Create `packages/patterns/test/<pattern-name>.test.ts`. Pattern tests use `testBlock` from `@flow-state-dev/testing`:

```typescript
import { describe, expect, it } from "vitest";
import { testBlock } from "@flow-state-dev/testing";
import { handler } from "@flow-state-dev/core";
import { z } from "zod";
import { <patternName> } from "../src/<pattern-name>";

describe("<pattern-name>", () => {
  it("creates a sequencer block", () => {
    const block = <patternName>({ name: "test" });
    expect(block.kind).toBe("sequencer");
    expect(block.name).toBe("test");
  });

  it("runs to completion with defaults", async () => {
    const block = <patternName>({ name: "basic" });
    const result = await testBlock(block, { input: { /* ... */ } });
    expect(result.error).toBeNull();
  });

  it("accepts custom sub-blocks", async () => {
    const custom = handler({
      name: "custom-step",
      inputSchema: z.any(),
      outputSchema: z.any(),
      execute: async () => ({ /* ... */ }),
    });

    const block = <patternName>({
      name: "custom",
      <roleName>: custom,
    });
    const result = await testBlock(block, { input: { /* ... */ } });
    expect(result.error).toBeNull();
  });

  it("respects maxIterations guard", async () => {
    const block = <patternName>({ name: "bounded", maxIterations: 2 });
    const result = await testBlock(block, { input: { /* ... */ } });
    // Verify it stopped at max iterations
  });
});
```

### Step 7: Add a Tier 1 integration scenario (when warranted)

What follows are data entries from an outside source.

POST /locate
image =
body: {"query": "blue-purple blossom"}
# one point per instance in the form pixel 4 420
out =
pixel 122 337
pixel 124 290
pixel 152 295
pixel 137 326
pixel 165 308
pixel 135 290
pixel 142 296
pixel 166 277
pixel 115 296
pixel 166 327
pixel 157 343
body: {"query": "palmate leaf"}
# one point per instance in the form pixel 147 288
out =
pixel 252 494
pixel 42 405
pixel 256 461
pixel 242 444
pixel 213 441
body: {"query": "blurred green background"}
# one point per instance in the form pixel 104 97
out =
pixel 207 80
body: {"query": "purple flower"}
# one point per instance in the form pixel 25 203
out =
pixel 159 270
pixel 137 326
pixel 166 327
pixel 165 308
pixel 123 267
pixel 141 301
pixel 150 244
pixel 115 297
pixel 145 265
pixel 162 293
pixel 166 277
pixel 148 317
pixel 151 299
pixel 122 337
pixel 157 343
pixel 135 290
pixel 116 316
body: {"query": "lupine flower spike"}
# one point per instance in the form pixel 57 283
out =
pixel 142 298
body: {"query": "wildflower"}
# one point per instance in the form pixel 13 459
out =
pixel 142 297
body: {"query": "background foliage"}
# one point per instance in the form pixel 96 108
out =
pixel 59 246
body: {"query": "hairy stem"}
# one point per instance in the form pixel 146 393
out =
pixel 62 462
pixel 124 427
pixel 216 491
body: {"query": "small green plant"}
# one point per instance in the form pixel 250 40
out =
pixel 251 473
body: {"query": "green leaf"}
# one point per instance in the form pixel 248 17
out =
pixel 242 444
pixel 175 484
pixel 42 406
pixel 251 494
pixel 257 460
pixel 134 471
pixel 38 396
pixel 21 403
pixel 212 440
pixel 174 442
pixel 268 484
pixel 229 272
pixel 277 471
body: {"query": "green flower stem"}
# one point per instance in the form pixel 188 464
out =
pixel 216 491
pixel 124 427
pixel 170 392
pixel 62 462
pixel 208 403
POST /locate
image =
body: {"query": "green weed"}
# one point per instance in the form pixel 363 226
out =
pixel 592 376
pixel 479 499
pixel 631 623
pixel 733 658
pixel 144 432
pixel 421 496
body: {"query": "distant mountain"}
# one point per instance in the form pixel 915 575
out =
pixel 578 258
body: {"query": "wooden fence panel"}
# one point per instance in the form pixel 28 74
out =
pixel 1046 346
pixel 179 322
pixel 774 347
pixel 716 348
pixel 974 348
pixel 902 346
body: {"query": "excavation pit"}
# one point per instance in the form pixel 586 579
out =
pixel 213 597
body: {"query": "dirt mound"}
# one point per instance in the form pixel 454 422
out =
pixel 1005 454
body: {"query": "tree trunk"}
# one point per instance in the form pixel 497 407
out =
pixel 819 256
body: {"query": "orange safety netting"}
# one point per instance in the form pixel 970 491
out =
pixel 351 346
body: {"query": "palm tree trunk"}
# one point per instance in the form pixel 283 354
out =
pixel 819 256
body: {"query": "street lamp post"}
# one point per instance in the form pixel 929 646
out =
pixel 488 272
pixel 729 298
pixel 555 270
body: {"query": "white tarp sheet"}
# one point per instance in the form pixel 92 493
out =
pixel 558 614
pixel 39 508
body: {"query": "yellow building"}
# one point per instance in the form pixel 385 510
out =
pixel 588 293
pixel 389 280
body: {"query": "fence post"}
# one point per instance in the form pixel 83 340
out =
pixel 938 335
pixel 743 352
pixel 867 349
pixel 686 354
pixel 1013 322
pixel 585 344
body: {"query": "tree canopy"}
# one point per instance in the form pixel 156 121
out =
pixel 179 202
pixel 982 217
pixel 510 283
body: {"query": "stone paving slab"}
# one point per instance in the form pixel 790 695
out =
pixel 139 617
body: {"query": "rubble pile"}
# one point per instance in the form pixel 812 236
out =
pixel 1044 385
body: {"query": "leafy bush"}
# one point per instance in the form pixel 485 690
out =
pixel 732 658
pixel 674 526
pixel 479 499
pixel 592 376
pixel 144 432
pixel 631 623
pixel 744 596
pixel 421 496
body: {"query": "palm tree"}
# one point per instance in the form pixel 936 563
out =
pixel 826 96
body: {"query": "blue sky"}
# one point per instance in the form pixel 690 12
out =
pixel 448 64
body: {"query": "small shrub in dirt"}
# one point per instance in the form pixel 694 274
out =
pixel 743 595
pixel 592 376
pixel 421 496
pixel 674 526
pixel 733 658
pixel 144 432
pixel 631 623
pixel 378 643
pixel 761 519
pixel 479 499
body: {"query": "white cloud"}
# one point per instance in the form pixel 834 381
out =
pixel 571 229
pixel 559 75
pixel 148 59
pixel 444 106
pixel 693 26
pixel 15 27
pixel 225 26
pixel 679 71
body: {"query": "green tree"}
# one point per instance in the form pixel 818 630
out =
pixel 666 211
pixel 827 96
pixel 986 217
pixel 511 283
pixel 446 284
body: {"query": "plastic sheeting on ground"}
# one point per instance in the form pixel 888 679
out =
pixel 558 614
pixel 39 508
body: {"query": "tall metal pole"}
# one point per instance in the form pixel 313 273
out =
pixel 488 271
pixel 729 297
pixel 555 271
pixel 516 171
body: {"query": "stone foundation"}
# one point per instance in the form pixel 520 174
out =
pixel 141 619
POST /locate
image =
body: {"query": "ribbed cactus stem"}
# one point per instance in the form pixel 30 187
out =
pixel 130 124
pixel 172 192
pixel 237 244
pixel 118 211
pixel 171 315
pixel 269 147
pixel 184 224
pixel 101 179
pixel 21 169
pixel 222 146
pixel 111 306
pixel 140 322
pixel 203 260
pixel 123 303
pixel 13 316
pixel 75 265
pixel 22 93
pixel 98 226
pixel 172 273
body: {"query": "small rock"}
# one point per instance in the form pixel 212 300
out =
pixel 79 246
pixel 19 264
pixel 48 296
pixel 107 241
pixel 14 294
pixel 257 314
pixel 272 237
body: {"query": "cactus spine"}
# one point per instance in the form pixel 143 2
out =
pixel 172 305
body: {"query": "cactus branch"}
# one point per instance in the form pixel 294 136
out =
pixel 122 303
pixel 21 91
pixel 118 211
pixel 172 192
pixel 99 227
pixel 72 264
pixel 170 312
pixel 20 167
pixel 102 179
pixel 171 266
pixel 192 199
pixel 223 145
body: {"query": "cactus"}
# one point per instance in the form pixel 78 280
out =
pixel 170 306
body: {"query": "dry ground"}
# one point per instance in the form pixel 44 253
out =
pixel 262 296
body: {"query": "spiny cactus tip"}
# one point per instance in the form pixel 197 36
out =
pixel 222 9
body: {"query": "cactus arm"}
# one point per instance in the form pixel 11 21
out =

Pattern factories have failure modes that only emerge from full `runAction` composition — claim systems deadlocking, dispatchers looping, sub-agent state bleeding across iterations. `testBlock` doesn't catch these. Add a scenario in `packages/integration-tests/src/scenarios/` when the pattern:

- Uses `taskBoard` or another claim-system substrate.
- Has a dispatcher loop, drain loop, or replan loop.
- Composes multiple sub-blocks whose interaction can deadlock or cycle.
- Passes data between sub-agents through scope state or resources.

Skip this step if the pattern is a thin sequencer (e.g., a static `.step` chain with no loops). Authoring pattern: synthetic fixture flow under `src/scenarios/fixtures/` + scenario file under `src/scenarios/`. Use `unmockedGeneratorPolicy: "error"` so missing mocks surface loudly. See `apps/docs/docs/testing/flow-integration-tests.md` and `packages/integration-tests/README.md`.

### Step 8: Update Documentation

1. Add a section to `packages/patterns/README.md` for the new pattern
2. If it demonstrates a novel framework capability, add a page under `apps/docs/docs/patterns/`

### Step 9: Verify

```bash
pnpm --filter @flow-state-dev/patterns typecheck
pnpm --filter @flow-state-dev/patterns test
```

## Guidelines

- **Defaults must work.** `myPattern({ name: "x" })` with no other config should produce a functioning pipeline. Use utility blocks as defaults where appropriate.
- **State schemas are explicit.** Always define a `stateSchema` for the sequencer. Don't rely on untyped state.
- **Patterns are compositions, not primitives.** If your pattern is a single block, it's a utility, not a pattern. Patterns combine multiple blocks with control flow.
- **Name-prefix everything.** Internal blocks, resources, state keys — all prefixed with the pattern name to support multiple instances in the same flow.
- **Export for remixing.** Users will want to use your internal blocks in their own compositions. Export the factories, not just the top-level pattern.